Kidney Dialysis Equipment in Sarov

An example of NCI's ability to leverage the technical know-how of the US National Laboratories to bring together private industry and Russian scientific knowledge is seen in the Renal Technology Project at the Avangard Electrochemical Plant (hereafter referred to as Avangard) located in the city of Sarov. The goal of the project is to develop an economically viable manufacturing and advanced product development capability for renal technology. The Avangard Plant was established more than 50 years ago and was the first Soviet facility to manufacture nuclear weapons on an industrial scale. Under NCI, Avangard partnered with Lawrence Livermore National Laboratory (LLNL) and identified medical technology parts manufacturing as a "business opportunity within its core capabilities." Avangard had been designing renal technologies for ten years. The plant had manufactured three versions of a dialysis machine and was looking to improve its design for sale on the world market. LLNL brokered a relationship between Avangard and one of the world's largest makers of dialysis equipment, and helped educate Avangard officials regarding Western business practices.

Most importantly, at the urging of NCI, the Avangard Plant moved its solid concrete perimeter security system back more than one mile. Moving this barrier (commonly referred to as "the fence") freed up four weapons manufacturing buildings for commercial use and contributed to the creation of a 10-acre industrial park within the city of Sarov. The buildings will be modified in order to install production lines for dialysis components.

It is believed that the project will eventually employ 500 former weapons builders in the daily production of parts for dialysis machines and, eventually, in the construction of complete dialysis systems. DOE has committed money for facility renovations and infrastructure costs.

The Problem of Access

In order for the Renal Technology Project and all NCI projects to be viable, however, NCI needs more access to the cities. Two issues critical to the success of such projects remain. First, NCI needs to make frequent visits to the sites with enough individuals to effectively carry out NCI project development work and monitor activities.
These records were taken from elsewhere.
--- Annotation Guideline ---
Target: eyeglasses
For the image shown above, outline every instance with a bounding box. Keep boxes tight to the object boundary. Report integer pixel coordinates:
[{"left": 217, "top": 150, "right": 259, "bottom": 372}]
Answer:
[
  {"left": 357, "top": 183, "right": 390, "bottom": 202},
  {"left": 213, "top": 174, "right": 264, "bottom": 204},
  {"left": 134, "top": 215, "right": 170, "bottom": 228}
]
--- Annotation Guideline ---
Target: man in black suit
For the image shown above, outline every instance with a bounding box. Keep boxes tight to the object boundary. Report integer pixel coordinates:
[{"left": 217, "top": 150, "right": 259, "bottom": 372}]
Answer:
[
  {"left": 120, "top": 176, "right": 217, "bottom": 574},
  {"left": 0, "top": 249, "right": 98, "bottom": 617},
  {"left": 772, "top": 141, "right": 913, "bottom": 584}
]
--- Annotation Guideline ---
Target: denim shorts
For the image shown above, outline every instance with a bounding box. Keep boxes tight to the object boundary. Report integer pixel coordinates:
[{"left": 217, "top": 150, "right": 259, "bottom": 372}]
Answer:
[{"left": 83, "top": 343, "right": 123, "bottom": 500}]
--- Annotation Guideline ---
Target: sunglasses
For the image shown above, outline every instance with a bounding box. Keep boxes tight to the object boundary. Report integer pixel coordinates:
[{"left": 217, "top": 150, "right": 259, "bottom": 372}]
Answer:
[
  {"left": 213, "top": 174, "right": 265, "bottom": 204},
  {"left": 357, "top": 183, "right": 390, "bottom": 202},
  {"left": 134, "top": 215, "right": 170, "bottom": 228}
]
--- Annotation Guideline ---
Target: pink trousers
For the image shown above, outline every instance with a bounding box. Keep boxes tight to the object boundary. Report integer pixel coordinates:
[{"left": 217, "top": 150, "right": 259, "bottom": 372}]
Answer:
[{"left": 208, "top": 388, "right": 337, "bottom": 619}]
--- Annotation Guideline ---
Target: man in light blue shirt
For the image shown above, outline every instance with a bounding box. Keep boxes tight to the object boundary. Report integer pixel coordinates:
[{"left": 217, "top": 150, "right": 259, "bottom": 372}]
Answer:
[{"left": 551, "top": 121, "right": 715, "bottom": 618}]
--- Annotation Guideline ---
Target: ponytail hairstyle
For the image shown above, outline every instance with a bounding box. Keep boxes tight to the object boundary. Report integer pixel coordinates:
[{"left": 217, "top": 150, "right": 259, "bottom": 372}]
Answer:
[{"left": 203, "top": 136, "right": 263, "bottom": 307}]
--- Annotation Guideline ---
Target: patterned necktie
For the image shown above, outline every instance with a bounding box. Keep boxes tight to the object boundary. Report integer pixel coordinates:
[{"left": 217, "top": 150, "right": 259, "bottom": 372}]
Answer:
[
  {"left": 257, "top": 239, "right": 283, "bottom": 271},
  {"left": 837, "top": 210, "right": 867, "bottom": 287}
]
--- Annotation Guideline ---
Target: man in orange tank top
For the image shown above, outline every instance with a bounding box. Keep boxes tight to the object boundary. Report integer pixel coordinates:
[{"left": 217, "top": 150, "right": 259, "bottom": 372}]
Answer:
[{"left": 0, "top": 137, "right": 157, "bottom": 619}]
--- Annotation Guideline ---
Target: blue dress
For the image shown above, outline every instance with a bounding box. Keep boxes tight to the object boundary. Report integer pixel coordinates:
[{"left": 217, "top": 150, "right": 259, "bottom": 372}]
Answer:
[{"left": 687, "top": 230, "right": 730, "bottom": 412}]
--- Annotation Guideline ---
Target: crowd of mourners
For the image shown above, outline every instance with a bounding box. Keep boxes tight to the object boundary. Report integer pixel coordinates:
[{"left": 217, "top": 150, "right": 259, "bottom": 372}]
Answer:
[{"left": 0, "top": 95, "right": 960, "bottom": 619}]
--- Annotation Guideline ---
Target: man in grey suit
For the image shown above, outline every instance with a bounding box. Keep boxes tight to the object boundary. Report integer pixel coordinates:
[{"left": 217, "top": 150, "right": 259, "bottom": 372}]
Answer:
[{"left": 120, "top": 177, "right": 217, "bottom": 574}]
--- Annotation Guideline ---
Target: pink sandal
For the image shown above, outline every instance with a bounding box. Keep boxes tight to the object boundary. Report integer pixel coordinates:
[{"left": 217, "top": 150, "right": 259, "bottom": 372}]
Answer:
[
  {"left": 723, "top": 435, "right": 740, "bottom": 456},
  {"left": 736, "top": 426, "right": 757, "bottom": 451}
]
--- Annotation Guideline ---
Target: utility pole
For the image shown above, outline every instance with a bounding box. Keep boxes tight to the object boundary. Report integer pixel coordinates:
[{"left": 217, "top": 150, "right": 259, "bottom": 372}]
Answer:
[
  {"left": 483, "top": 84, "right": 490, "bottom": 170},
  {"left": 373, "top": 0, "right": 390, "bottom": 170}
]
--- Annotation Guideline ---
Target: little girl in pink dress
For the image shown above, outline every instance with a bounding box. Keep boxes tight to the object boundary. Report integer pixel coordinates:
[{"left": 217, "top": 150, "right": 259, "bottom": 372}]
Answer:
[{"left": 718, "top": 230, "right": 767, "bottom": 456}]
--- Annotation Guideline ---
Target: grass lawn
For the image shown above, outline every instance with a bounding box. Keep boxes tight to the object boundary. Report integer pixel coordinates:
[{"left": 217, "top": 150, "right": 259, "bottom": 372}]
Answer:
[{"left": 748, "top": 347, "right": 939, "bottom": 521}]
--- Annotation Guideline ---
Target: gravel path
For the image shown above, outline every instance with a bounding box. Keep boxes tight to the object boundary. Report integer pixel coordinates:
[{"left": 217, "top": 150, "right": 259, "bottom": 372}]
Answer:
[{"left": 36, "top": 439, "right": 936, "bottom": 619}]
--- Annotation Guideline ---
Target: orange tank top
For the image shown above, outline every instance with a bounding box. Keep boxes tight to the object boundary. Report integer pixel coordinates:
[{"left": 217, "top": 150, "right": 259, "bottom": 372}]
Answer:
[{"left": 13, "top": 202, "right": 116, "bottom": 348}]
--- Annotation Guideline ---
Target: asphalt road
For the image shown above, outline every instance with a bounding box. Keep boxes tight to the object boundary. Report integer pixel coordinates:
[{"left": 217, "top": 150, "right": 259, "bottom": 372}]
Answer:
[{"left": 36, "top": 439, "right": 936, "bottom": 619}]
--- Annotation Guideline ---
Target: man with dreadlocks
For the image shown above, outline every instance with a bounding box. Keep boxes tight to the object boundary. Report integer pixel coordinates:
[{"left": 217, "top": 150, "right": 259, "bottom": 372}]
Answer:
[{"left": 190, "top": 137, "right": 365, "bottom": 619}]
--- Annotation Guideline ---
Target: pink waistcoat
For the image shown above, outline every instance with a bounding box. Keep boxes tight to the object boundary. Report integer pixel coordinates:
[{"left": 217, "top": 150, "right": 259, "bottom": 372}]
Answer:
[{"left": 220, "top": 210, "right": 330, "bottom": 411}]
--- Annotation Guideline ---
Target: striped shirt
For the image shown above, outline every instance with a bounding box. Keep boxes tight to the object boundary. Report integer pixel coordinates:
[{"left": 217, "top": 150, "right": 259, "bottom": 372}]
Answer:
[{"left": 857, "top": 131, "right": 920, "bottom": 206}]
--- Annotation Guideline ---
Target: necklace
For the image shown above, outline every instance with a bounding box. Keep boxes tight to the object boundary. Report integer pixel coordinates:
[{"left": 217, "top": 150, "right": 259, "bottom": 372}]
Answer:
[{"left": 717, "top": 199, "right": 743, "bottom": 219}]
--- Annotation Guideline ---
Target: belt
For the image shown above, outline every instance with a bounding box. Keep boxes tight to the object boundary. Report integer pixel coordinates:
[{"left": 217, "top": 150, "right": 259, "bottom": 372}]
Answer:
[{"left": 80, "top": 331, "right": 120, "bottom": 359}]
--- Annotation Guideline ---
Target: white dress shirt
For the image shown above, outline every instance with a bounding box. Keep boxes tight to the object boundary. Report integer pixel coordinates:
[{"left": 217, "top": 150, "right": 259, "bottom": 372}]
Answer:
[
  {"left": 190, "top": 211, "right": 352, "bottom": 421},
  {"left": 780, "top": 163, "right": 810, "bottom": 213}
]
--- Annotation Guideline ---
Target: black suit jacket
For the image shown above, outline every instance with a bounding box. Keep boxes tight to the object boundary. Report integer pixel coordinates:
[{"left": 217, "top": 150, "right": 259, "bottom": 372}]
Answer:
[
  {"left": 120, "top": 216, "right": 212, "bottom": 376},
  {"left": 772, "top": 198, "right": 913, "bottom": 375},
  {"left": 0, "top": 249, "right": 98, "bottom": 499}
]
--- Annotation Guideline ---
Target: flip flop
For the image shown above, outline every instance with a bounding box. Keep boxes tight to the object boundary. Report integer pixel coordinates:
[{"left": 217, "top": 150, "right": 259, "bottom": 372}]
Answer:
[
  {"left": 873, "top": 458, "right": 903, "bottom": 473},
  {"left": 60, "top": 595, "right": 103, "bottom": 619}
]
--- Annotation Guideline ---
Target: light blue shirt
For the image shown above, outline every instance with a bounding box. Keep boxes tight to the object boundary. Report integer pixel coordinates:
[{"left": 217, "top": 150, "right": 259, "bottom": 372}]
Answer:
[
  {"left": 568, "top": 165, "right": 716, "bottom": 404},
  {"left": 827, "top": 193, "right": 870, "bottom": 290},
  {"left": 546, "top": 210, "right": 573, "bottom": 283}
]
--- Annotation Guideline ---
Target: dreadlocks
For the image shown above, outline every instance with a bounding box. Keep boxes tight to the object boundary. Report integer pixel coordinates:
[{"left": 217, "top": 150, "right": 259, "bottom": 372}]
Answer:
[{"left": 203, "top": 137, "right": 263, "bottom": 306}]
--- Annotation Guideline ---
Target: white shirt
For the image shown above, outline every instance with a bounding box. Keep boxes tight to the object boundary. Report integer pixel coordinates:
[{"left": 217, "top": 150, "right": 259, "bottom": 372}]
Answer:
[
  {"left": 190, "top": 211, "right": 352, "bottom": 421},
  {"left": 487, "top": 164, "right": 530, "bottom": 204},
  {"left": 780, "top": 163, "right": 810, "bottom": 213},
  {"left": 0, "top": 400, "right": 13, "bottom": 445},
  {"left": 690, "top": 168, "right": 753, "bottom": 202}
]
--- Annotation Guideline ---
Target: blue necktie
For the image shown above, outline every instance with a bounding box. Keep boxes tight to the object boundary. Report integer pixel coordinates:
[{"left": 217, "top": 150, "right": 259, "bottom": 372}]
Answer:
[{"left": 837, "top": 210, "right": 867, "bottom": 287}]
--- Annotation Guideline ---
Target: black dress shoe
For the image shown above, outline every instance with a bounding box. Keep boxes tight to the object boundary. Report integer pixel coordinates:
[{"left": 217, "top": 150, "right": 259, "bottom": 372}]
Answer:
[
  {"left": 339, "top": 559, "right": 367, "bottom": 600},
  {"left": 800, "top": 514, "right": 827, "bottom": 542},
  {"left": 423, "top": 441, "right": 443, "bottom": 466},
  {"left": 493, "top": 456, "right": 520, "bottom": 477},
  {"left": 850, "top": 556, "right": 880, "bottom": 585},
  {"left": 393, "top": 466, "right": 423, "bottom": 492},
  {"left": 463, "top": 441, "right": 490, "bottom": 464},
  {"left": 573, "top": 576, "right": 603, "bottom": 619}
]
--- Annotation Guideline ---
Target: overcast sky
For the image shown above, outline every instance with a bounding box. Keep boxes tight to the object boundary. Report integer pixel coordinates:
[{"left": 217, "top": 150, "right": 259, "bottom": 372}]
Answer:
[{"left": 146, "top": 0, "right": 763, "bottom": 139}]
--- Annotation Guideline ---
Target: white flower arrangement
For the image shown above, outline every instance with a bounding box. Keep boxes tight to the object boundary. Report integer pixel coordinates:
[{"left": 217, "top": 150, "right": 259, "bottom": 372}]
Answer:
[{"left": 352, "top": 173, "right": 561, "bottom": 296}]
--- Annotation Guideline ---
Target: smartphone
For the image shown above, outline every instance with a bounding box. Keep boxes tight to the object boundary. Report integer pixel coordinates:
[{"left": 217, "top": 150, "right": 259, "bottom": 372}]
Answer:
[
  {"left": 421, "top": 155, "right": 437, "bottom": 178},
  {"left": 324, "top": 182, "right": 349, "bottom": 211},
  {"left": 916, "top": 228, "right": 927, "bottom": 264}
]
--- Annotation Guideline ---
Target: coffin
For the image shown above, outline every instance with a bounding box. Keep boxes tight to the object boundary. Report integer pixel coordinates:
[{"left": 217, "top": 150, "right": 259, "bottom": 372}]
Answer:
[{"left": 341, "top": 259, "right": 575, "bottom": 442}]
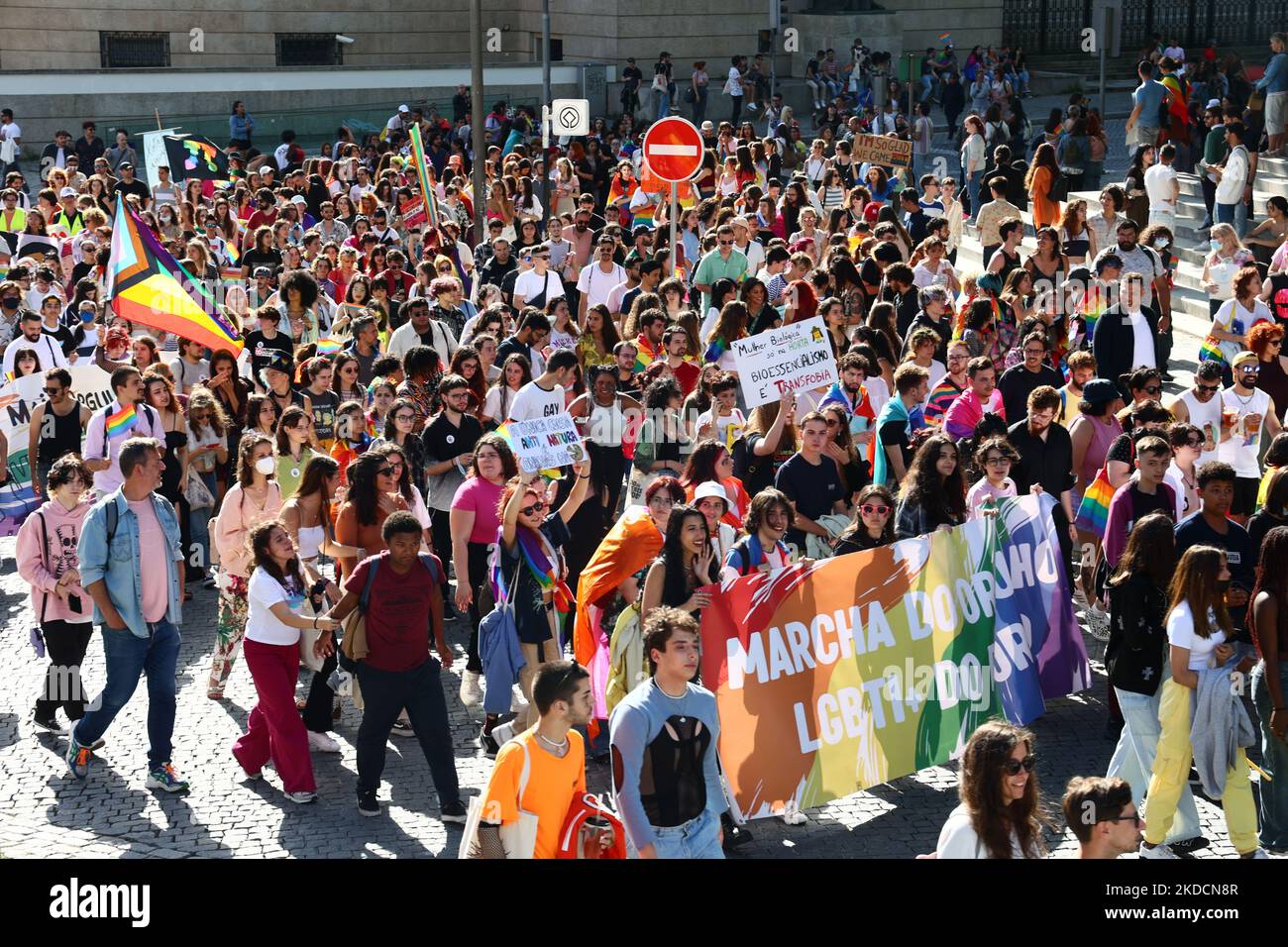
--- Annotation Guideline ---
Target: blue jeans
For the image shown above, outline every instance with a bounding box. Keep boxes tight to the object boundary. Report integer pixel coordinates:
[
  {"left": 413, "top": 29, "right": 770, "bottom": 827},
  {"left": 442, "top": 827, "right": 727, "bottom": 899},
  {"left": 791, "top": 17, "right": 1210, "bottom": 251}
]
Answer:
[
  {"left": 1105, "top": 672, "right": 1201, "bottom": 843},
  {"left": 653, "top": 809, "right": 724, "bottom": 858},
  {"left": 966, "top": 171, "right": 984, "bottom": 223},
  {"left": 1252, "top": 661, "right": 1288, "bottom": 848},
  {"left": 72, "top": 618, "right": 180, "bottom": 770}
]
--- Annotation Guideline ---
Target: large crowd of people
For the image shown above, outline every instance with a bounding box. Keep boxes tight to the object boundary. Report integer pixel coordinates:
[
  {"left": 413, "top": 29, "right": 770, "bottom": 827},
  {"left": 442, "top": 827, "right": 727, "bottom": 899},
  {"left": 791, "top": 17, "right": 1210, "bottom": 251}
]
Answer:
[{"left": 0, "top": 27, "right": 1288, "bottom": 858}]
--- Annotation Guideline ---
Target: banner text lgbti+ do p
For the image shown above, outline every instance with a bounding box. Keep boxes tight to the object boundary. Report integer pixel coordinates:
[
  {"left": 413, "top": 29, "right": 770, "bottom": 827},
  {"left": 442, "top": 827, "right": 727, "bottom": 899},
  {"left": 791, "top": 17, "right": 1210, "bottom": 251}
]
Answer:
[{"left": 702, "top": 496, "right": 1091, "bottom": 818}]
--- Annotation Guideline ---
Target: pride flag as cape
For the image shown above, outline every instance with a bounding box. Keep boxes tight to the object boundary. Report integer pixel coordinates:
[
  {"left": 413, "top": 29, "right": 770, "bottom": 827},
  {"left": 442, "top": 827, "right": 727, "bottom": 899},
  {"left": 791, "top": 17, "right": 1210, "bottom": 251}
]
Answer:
[
  {"left": 572, "top": 506, "right": 662, "bottom": 732},
  {"left": 1074, "top": 468, "right": 1115, "bottom": 537},
  {"left": 107, "top": 201, "right": 242, "bottom": 356}
]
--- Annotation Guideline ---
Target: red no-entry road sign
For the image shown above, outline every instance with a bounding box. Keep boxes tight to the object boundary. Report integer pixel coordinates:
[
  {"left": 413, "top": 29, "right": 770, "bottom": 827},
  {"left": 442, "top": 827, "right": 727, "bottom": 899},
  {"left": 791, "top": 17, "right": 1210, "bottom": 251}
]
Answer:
[{"left": 644, "top": 116, "right": 703, "bottom": 183}]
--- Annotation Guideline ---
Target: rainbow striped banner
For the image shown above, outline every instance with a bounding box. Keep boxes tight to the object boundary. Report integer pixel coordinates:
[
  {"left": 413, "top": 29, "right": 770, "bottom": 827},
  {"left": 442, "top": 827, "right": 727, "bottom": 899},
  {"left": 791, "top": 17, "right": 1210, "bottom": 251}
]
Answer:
[{"left": 700, "top": 494, "right": 1091, "bottom": 818}]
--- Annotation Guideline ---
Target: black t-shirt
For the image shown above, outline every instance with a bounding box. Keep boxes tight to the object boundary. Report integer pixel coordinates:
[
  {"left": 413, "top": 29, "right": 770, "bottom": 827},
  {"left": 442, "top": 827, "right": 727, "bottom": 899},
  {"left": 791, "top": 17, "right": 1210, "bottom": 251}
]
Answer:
[
  {"left": 300, "top": 388, "right": 340, "bottom": 441},
  {"left": 112, "top": 177, "right": 152, "bottom": 201},
  {"left": 774, "top": 454, "right": 845, "bottom": 519},
  {"left": 246, "top": 329, "right": 293, "bottom": 384}
]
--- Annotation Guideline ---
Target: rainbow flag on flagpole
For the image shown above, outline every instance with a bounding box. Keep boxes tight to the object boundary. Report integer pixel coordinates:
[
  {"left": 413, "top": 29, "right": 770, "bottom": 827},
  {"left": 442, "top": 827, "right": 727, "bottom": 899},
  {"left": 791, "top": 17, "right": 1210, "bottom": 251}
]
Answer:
[
  {"left": 411, "top": 125, "right": 438, "bottom": 227},
  {"left": 1073, "top": 468, "right": 1115, "bottom": 537},
  {"left": 107, "top": 201, "right": 244, "bottom": 356}
]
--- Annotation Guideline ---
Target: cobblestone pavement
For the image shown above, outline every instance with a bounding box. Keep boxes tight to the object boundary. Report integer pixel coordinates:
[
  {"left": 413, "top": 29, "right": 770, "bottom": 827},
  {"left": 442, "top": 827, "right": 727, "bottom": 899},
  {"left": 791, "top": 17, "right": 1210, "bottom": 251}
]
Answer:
[{"left": 0, "top": 539, "right": 1267, "bottom": 858}]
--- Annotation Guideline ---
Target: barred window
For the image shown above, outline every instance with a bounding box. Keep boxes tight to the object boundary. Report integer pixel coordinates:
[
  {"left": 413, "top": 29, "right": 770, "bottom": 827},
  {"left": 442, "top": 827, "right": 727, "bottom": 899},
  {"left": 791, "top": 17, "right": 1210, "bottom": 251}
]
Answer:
[
  {"left": 277, "top": 34, "right": 344, "bottom": 65},
  {"left": 98, "top": 33, "right": 170, "bottom": 69}
]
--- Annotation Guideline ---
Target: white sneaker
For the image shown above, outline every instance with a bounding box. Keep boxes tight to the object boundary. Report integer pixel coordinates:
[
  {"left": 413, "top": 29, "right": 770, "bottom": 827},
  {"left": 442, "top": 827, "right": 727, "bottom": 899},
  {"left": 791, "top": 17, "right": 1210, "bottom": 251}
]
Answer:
[
  {"left": 309, "top": 730, "right": 340, "bottom": 753},
  {"left": 1137, "top": 841, "right": 1180, "bottom": 861},
  {"left": 461, "top": 672, "right": 483, "bottom": 707},
  {"left": 492, "top": 720, "right": 514, "bottom": 746}
]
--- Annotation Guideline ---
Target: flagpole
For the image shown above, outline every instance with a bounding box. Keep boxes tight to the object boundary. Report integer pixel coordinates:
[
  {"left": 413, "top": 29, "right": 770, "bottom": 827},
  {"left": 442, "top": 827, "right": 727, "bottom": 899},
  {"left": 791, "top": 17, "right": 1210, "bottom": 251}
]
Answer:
[{"left": 669, "top": 180, "right": 679, "bottom": 275}]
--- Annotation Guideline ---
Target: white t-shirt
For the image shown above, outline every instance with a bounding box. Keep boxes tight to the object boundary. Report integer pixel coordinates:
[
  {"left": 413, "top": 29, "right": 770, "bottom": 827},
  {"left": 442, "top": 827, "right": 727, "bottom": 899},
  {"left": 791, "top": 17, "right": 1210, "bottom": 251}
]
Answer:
[
  {"left": 246, "top": 567, "right": 304, "bottom": 644},
  {"left": 1145, "top": 162, "right": 1176, "bottom": 214},
  {"left": 1127, "top": 309, "right": 1158, "bottom": 368},
  {"left": 1216, "top": 385, "right": 1270, "bottom": 476},
  {"left": 509, "top": 381, "right": 566, "bottom": 421},
  {"left": 935, "top": 802, "right": 1024, "bottom": 858},
  {"left": 514, "top": 269, "right": 564, "bottom": 305},
  {"left": 1167, "top": 601, "right": 1225, "bottom": 672},
  {"left": 580, "top": 263, "right": 626, "bottom": 309}
]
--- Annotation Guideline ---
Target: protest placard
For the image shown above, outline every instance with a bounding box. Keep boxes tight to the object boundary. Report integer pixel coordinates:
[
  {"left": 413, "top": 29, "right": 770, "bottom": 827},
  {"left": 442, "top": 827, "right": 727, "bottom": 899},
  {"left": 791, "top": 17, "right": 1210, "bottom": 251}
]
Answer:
[
  {"left": 506, "top": 412, "right": 587, "bottom": 472},
  {"left": 850, "top": 136, "right": 912, "bottom": 167},
  {"left": 0, "top": 365, "right": 116, "bottom": 536},
  {"left": 700, "top": 496, "right": 1091, "bottom": 818},
  {"left": 733, "top": 316, "right": 837, "bottom": 408}
]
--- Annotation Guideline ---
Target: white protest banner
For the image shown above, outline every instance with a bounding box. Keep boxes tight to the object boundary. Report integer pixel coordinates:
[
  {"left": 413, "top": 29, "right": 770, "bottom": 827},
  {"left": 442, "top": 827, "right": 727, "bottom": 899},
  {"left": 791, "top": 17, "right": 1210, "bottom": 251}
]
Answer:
[
  {"left": 0, "top": 365, "right": 113, "bottom": 536},
  {"left": 733, "top": 316, "right": 837, "bottom": 408},
  {"left": 507, "top": 412, "right": 587, "bottom": 473}
]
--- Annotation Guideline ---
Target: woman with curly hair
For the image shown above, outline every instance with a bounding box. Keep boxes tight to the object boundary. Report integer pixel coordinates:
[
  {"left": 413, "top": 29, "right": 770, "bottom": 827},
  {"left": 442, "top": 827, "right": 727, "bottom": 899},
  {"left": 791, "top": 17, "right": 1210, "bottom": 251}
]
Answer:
[
  {"left": 935, "top": 720, "right": 1047, "bottom": 858},
  {"left": 206, "top": 432, "right": 282, "bottom": 701},
  {"left": 896, "top": 434, "right": 966, "bottom": 540}
]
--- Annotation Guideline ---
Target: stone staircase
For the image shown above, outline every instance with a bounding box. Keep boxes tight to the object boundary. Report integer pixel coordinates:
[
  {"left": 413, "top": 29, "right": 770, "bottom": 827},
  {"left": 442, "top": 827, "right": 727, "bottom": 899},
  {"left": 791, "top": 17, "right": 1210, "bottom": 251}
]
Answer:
[{"left": 957, "top": 158, "right": 1288, "bottom": 357}]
Industry also needs to make numerous visits. The Russians are concerned that too many individuals are visiting the sites and that the visits are too frequent. Minatom's limitations on the number of people and the number of visits to a site can be debilitating.

The second issue is the long lead-time required for visits to be approved. Industrial partners not only need access to the production lines, they need timely access. Should something break or require immediate attention, companies cannot afford to wait for days to gain access to the plant. Production downtime translates into loss of profits. In the era of "just-in-time" production lines, no company can afford to wait to fix problems.

Conclusion

The NCI mandate of job creation and infrastructure and community development requires strategic planning and continual communication and cooperation between NCI representatives and the cities. Creating a vigorous and enterprising program requires multiple visits by large numbers of people, and this must become the norm. NCI does not seek routine access to areas containing classified nuclear research and production facilities. Rather, its goal is to introduce international industry representatives to the immense scientific talent residing in the Russian closed cities in hopes of creating jobs within Russia. Expecting industry representatives to wait for approval to enter the city to develop strategic plans, negotiate contracts, or fix production lines will lead to missed opportunities for workers in the isolated and closed cities of the Russian nuclear weapons complex.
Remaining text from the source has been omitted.